Deeming these people to be "obvious freaks" Homer takes his family to another house with a more rustic family but one probably closer to than the Simpsons than we see:
This family ends up turning a shotgun on the Simpsons, chasing them away to another family's house that they declare is a dump and chuckle that Homer has trampled the poor sap's flower bed before realizing that it is their house. Homer, defeated, goes off to Moe's.

While at Moe's, Homer comments that his mother told him that he was "a big disappointment" which doesn't sound like the Mona Simpson that would be introduced eight or so years later. Homer's attention is caught by a commercial for Dr. Marvin Monroe's Family Therapy Center who guarantees family bliss or double your money back. Like many other scenes from The Simpsons, the family featured in the commercial are ripe for quote picking.
Wife: "Honey, aren't you going to work today?"
Husband: "No, I don't think so."
Wife: "Honey, you have a problem and it won't get better until you admit it."

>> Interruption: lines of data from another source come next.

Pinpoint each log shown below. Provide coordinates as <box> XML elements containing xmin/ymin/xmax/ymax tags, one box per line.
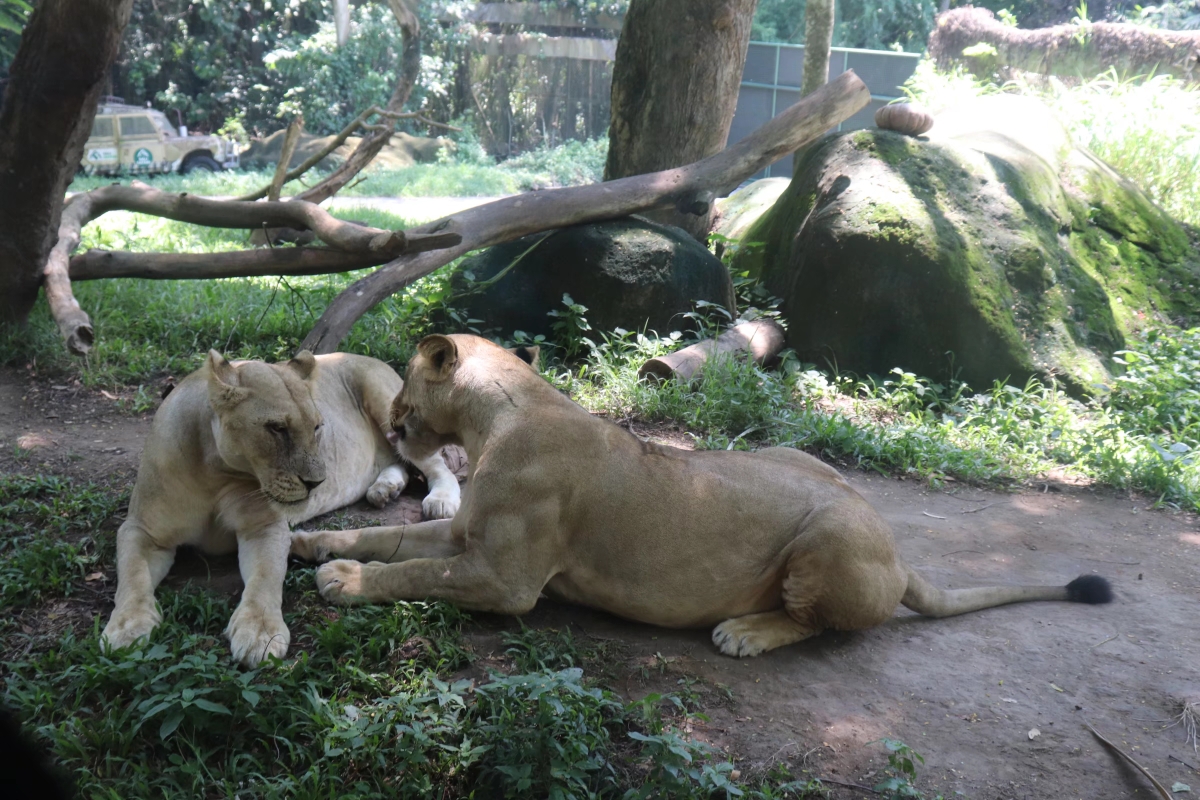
<box><xmin>637</xmin><ymin>318</ymin><xmax>784</xmax><ymax>383</ymax></box>
<box><xmin>301</xmin><ymin>71</ymin><xmax>870</xmax><ymax>353</ymax></box>
<box><xmin>70</xmin><ymin>247</ymin><xmax>389</xmax><ymax>281</ymax></box>
<box><xmin>929</xmin><ymin>6</ymin><xmax>1200</xmax><ymax>80</ymax></box>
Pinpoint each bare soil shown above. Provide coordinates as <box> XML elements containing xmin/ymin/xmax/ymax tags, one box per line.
<box><xmin>0</xmin><ymin>369</ymin><xmax>1200</xmax><ymax>800</ymax></box>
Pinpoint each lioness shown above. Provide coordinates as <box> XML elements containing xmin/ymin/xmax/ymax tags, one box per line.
<box><xmin>292</xmin><ymin>335</ymin><xmax>1111</xmax><ymax>656</ymax></box>
<box><xmin>103</xmin><ymin>350</ymin><xmax>460</xmax><ymax>666</ymax></box>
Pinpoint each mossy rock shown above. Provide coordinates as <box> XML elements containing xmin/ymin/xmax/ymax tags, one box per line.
<box><xmin>734</xmin><ymin>96</ymin><xmax>1200</xmax><ymax>395</ymax></box>
<box><xmin>452</xmin><ymin>217</ymin><xmax>736</xmax><ymax>336</ymax></box>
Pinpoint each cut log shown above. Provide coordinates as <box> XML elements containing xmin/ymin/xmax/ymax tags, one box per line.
<box><xmin>637</xmin><ymin>318</ymin><xmax>784</xmax><ymax>383</ymax></box>
<box><xmin>929</xmin><ymin>6</ymin><xmax>1200</xmax><ymax>80</ymax></box>
<box><xmin>301</xmin><ymin>71</ymin><xmax>870</xmax><ymax>353</ymax></box>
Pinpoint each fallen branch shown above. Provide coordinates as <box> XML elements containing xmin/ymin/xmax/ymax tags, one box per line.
<box><xmin>236</xmin><ymin>106</ymin><xmax>462</xmax><ymax>201</ymax></box>
<box><xmin>301</xmin><ymin>71</ymin><xmax>870</xmax><ymax>353</ymax></box>
<box><xmin>70</xmin><ymin>247</ymin><xmax>390</xmax><ymax>281</ymax></box>
<box><xmin>637</xmin><ymin>318</ymin><xmax>784</xmax><ymax>383</ymax></box>
<box><xmin>296</xmin><ymin>0</ymin><xmax>421</xmax><ymax>203</ymax></box>
<box><xmin>75</xmin><ymin>182</ymin><xmax>455</xmax><ymax>258</ymax></box>
<box><xmin>1084</xmin><ymin>722</ymin><xmax>1171</xmax><ymax>800</ymax></box>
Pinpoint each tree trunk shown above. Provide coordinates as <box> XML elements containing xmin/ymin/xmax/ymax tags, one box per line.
<box><xmin>604</xmin><ymin>0</ymin><xmax>758</xmax><ymax>241</ymax></box>
<box><xmin>929</xmin><ymin>7</ymin><xmax>1200</xmax><ymax>80</ymax></box>
<box><xmin>0</xmin><ymin>0</ymin><xmax>133</xmax><ymax>323</ymax></box>
<box><xmin>800</xmin><ymin>0</ymin><xmax>834</xmax><ymax>96</ymax></box>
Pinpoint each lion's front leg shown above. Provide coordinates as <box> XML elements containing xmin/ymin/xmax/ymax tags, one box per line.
<box><xmin>292</xmin><ymin>519</ymin><xmax>463</xmax><ymax>563</ymax></box>
<box><xmin>101</xmin><ymin>519</ymin><xmax>175</xmax><ymax>648</ymax></box>
<box><xmin>413</xmin><ymin>449</ymin><xmax>462</xmax><ymax>519</ymax></box>
<box><xmin>226</xmin><ymin>522</ymin><xmax>292</xmax><ymax>667</ymax></box>
<box><xmin>317</xmin><ymin>515</ymin><xmax>547</xmax><ymax>614</ymax></box>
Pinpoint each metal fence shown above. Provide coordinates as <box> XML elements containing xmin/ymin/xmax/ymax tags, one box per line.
<box><xmin>730</xmin><ymin>42</ymin><xmax>920</xmax><ymax>178</ymax></box>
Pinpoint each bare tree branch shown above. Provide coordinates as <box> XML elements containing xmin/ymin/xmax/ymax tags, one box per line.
<box><xmin>296</xmin><ymin>0</ymin><xmax>421</xmax><ymax>203</ymax></box>
<box><xmin>70</xmin><ymin>247</ymin><xmax>390</xmax><ymax>281</ymax></box>
<box><xmin>301</xmin><ymin>71</ymin><xmax>870</xmax><ymax>353</ymax></box>
<box><xmin>236</xmin><ymin>106</ymin><xmax>462</xmax><ymax>201</ymax></box>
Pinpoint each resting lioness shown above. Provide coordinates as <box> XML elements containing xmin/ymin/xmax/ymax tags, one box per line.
<box><xmin>292</xmin><ymin>336</ymin><xmax>1111</xmax><ymax>656</ymax></box>
<box><xmin>103</xmin><ymin>350</ymin><xmax>460</xmax><ymax>666</ymax></box>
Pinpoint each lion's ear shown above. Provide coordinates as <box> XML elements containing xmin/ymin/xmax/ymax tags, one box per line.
<box><xmin>288</xmin><ymin>350</ymin><xmax>317</xmax><ymax>380</ymax></box>
<box><xmin>505</xmin><ymin>344</ymin><xmax>541</xmax><ymax>369</ymax></box>
<box><xmin>416</xmin><ymin>335</ymin><xmax>458</xmax><ymax>380</ymax></box>
<box><xmin>204</xmin><ymin>350</ymin><xmax>250</xmax><ymax>409</ymax></box>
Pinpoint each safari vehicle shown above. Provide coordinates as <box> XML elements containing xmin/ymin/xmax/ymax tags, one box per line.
<box><xmin>80</xmin><ymin>97</ymin><xmax>238</xmax><ymax>175</ymax></box>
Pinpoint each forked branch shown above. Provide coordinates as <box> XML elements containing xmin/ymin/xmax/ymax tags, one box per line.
<box><xmin>301</xmin><ymin>71</ymin><xmax>870</xmax><ymax>353</ymax></box>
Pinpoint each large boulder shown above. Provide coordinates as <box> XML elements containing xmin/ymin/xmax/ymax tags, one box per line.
<box><xmin>734</xmin><ymin>96</ymin><xmax>1200</xmax><ymax>393</ymax></box>
<box><xmin>452</xmin><ymin>217</ymin><xmax>734</xmax><ymax>336</ymax></box>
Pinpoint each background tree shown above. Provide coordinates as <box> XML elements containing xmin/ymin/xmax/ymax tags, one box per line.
<box><xmin>0</xmin><ymin>0</ymin><xmax>133</xmax><ymax>331</ymax></box>
<box><xmin>604</xmin><ymin>0</ymin><xmax>758</xmax><ymax>239</ymax></box>
<box><xmin>800</xmin><ymin>0</ymin><xmax>834</xmax><ymax>96</ymax></box>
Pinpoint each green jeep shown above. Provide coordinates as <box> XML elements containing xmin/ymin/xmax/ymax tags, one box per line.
<box><xmin>82</xmin><ymin>97</ymin><xmax>238</xmax><ymax>175</ymax></box>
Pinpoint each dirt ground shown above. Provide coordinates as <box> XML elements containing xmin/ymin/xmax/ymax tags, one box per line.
<box><xmin>0</xmin><ymin>369</ymin><xmax>1200</xmax><ymax>800</ymax></box>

Husband: "I admit this, you better shut your big yap."
Wife: "Oh, you shut up."
Husband: "No, you shut up."
Wife: "No, you shut up."
Husband: "Oh, shut up."
Kid: "Why don't you BOTH shut up!"
So Homer makes an appointment, dips into the kids' college fund, that only Lisa is concerned about, and pawn their TV in order to get the $250 needed. While Dr. Marvin Monroe, who would be a major recurring character for the first three seasons or so, starts out sounding competent by having the family draw what they think is the main stressor in their lives (everyone draws Homer, Homer draws a plane bombing a house because he wasn't paying attention) that competency is quickly stripped away because we are nearing the 22 minute mark. After having the family hit each other with padded sticks for awhile ("They'd work much better without the padding, Doc.") Dr. Monroe resorts to a kind of shock therapy which turns the Simpsons into a model family who go out for frosty chocolate milkshakes.
Wait. No, that's the family that Dr. Monroe was seeing before the Simpsons. All the shock therapy does is run up Dr. Monroe's electricity bill and mess up Marge's hair. Dr. Monroe demands the family leave while Homer demands his money back.

So with $500 in hand, Homer suggest going out for frosty chocolate milkshakes anyway and buying a new TV with a little cart so they can wheel it into the dining room on holidays. They may not be perfect but Homer realizes that they are just fine as a family the way they are.
The Simpsons is still stuck in "kid mode" with this episode, something that kind of went back and forth in the first season. Just like the first season of The Flintstones, the episodes produced leaned heavily on things that would get kids to watch which would get parents to watch. Once word would get around about how different and grown-up The Simpsons was, viewership would go up. While Bart seemed to gain headway in the popularity department, looking at the episodes, there was no clear star but if one had to be named, it would be Homer. But other members of the family would get their own featured episode including Marge in "Life On the Fast Lane" and Lisa in "Moaning Lisa Blues". Next, Bart would get his second featured episode "Bart the General".